Meet the Animals of Endeavour Hydrothermal Vent Field

As if the geology of diving amid towering superheated, fluid chimneys hasn’t been exciting enough, the team has recorded many exciting biological encounters as ROV Hercules meets sea creatures who call the Endeavour Hydrothermal Vent Fields home. Hydrothermal vents host some of the highest levels of microbial diversity on Earth and this Canadian marine protected area along the Juan de Fuca Ridge protects many highly concentrated biodiverse sites monitored and researched by Ocean Networks Canada’s (ONC) observatory. Just beyond the billowing black smoke, the ever-growing ledges of the chimneys are home to dense communities of Ridgeia tube worms, polychaete scaleworms, pycnogonid sea spiders and snails warmed in the flowing venting fluids. Between installations of seafloor equipment, a deep-sea Graneledone pacifica octopus stopped to flex its tentacles.
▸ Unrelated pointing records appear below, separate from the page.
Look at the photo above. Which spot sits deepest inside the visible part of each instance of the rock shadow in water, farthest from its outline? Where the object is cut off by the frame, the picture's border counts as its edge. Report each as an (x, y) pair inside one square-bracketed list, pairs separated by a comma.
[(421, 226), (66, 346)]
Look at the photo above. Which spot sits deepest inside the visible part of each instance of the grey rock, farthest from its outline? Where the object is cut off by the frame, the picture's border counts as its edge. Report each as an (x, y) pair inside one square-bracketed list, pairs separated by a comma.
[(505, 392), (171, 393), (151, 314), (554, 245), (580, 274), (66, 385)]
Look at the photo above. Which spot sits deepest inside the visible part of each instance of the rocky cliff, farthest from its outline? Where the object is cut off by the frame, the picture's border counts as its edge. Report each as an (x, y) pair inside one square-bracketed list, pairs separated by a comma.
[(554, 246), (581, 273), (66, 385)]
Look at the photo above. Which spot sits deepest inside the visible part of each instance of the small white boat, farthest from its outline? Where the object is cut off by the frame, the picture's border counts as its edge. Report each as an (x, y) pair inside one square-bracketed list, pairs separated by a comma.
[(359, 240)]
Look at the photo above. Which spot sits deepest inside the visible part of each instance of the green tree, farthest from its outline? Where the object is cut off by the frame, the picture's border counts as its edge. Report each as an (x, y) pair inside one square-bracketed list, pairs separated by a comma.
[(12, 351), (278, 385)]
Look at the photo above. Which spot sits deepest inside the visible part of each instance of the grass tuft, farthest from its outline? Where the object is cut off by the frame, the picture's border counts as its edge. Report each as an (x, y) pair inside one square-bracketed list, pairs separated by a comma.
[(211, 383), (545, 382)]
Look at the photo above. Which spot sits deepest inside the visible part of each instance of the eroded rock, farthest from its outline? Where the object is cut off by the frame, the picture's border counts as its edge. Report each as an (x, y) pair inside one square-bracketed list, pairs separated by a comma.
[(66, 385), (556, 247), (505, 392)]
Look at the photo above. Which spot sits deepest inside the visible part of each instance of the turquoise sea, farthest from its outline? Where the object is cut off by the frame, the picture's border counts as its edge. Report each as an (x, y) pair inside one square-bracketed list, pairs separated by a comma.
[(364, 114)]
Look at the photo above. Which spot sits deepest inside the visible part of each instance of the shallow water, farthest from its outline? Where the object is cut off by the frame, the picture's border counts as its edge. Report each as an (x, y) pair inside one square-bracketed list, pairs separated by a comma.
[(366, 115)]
Amid the vents, where nutrients are abundant, the team spotted several predator fish including a Pacific flatnose fish (Antimora microlepis) identifiable by the dorsal fin extending all the way down the body, and a surprisingly pale rattail, also known as the Pacific grenadier (Coryphaenoides acrolepis). The region’s rich surface productivity and active venting boosts biodiversity including crustaceans like deep sea crabs spotted with caprellid amphipod associates along their legs. Don’t forget to watch until the end for a glimpse of a jellyfish floating in the cold waters. 

During our NA151 expedition to the waters of British Columbia, Ocean Exploration Trust is supporting ONC’s installation and maintenance of scientific sensors which help teams worldwide learn about this unique site and others along their NEPTUNE Observatory.